La policía llegó poco después y cercaron el lugar con una cinta de plástico amarillo del mismo tono que el de la ropa del ahorcado. El hombre del abrigo búlgaro quedó inmediatamente detrás de esa cinta, rozándola, la cabeza torcida, mirando al muerto como un buitre verde, anhelante, pero cauteloso.
Un bombero, desde lo alto, pidió una sierra. La cuerda desde la que colgaba era un grueso alambre que brillaba, húmeda por la garúa.
Algunos de los curiosos huyeron cuando vieron subir el instrumento, temiendo quizás que sus dientes metálicos cayeran sobre el cuello del infortunado, frustrando la limpia labor de los bomberos.
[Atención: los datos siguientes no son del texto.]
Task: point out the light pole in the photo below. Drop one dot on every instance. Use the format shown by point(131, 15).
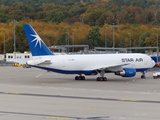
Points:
point(105, 37)
point(4, 42)
point(113, 26)
point(157, 45)
point(73, 40)
point(66, 41)
point(130, 41)
point(14, 22)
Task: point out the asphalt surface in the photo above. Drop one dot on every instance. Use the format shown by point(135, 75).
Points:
point(34, 94)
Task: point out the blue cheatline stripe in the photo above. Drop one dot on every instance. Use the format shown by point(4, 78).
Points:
point(79, 71)
point(36, 44)
point(67, 71)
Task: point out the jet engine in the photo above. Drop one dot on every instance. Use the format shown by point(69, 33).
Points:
point(126, 72)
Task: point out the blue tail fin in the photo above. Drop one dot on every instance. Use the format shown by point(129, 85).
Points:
point(36, 44)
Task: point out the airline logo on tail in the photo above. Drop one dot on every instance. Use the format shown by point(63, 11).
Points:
point(37, 39)
point(36, 44)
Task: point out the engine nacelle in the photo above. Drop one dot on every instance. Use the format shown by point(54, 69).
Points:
point(127, 72)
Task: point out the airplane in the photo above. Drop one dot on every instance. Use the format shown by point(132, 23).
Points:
point(123, 64)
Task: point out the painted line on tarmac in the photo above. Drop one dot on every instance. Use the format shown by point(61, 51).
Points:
point(38, 75)
point(43, 115)
point(77, 97)
point(56, 117)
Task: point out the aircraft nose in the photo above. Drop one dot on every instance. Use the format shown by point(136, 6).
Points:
point(153, 63)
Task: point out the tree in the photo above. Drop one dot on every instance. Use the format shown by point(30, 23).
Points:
point(94, 38)
point(54, 16)
point(21, 42)
point(61, 40)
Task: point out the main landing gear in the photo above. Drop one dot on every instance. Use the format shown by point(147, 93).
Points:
point(80, 77)
point(143, 76)
point(102, 78)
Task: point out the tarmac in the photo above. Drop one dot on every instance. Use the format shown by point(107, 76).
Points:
point(34, 94)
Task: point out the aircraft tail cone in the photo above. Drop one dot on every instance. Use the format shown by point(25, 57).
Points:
point(134, 80)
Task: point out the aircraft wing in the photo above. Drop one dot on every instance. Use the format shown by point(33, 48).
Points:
point(39, 62)
point(115, 67)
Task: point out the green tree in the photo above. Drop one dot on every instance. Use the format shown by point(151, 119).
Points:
point(54, 16)
point(61, 40)
point(94, 38)
point(21, 42)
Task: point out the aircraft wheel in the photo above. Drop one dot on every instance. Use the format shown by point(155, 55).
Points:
point(82, 78)
point(76, 78)
point(98, 78)
point(104, 79)
point(143, 76)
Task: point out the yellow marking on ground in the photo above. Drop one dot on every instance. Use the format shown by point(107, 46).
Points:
point(59, 117)
point(129, 100)
point(12, 93)
point(91, 108)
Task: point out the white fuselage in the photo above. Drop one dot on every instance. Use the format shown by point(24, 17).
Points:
point(62, 63)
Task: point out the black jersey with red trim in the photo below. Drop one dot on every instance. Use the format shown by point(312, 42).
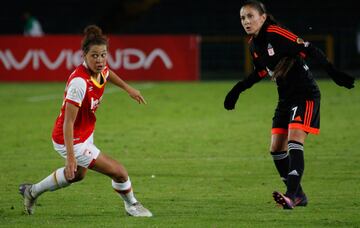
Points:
point(271, 45)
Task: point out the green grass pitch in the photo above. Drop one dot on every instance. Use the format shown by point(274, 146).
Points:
point(192, 163)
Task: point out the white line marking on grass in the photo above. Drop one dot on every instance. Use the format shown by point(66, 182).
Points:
point(49, 97)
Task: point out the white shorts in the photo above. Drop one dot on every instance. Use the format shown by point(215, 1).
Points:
point(85, 153)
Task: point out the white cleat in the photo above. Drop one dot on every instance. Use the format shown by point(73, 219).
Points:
point(29, 200)
point(137, 210)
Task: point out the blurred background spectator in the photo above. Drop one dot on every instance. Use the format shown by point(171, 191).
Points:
point(32, 26)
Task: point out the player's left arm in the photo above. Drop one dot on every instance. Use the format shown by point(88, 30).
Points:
point(294, 46)
point(133, 93)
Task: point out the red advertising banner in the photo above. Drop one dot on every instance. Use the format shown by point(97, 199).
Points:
point(134, 58)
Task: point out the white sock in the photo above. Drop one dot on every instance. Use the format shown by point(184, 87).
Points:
point(53, 182)
point(125, 191)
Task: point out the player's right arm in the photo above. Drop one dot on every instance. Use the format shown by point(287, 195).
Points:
point(68, 129)
point(75, 94)
point(256, 76)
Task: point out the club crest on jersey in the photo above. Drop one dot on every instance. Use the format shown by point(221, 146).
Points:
point(271, 51)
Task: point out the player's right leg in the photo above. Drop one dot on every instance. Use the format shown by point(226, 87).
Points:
point(53, 182)
point(121, 184)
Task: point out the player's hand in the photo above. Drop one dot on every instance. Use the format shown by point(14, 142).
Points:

No fue el hombre del abrigo verde el único que se quedó allí plantado, pero sus labios se curvaron en una especie de sonrisa que, por supuesto, nadie percibió.
Desde la escala lanzaron dos cuerdas y una sábana con la que amortajaron al colgado. Una vez que estuvo asegurado la sierra cortó el metal silenciosamente y el cadáver se desprendió de la altura, oscilando más abajo, a dos pies del suelo desde donde los bomberos se lo llevaron rápidamente. La gente se empezó a mover dejando vacío el perímetro del círculo formado por la cinta amarilla. Dos paramédicos se acercaron, ojearon al muerto a través de una abertura en la mortaja, lo cargaron y lo metieron en la parte trasera de una ambulancia. Entre tanto la policía tomaba nota, el narigón del abrigo verde se perdía hacia el centro sin despegar la mirada del espacio que, en la altura, había ocupado el ahorcado.
El segundo ahorcado amaneció en Montreal, en las inmediaciones del hotel Four Seasons, no muy lejos del Mount Royal ni del centro de la ciudad, colgando desde el aviso luminoso de una pizzería.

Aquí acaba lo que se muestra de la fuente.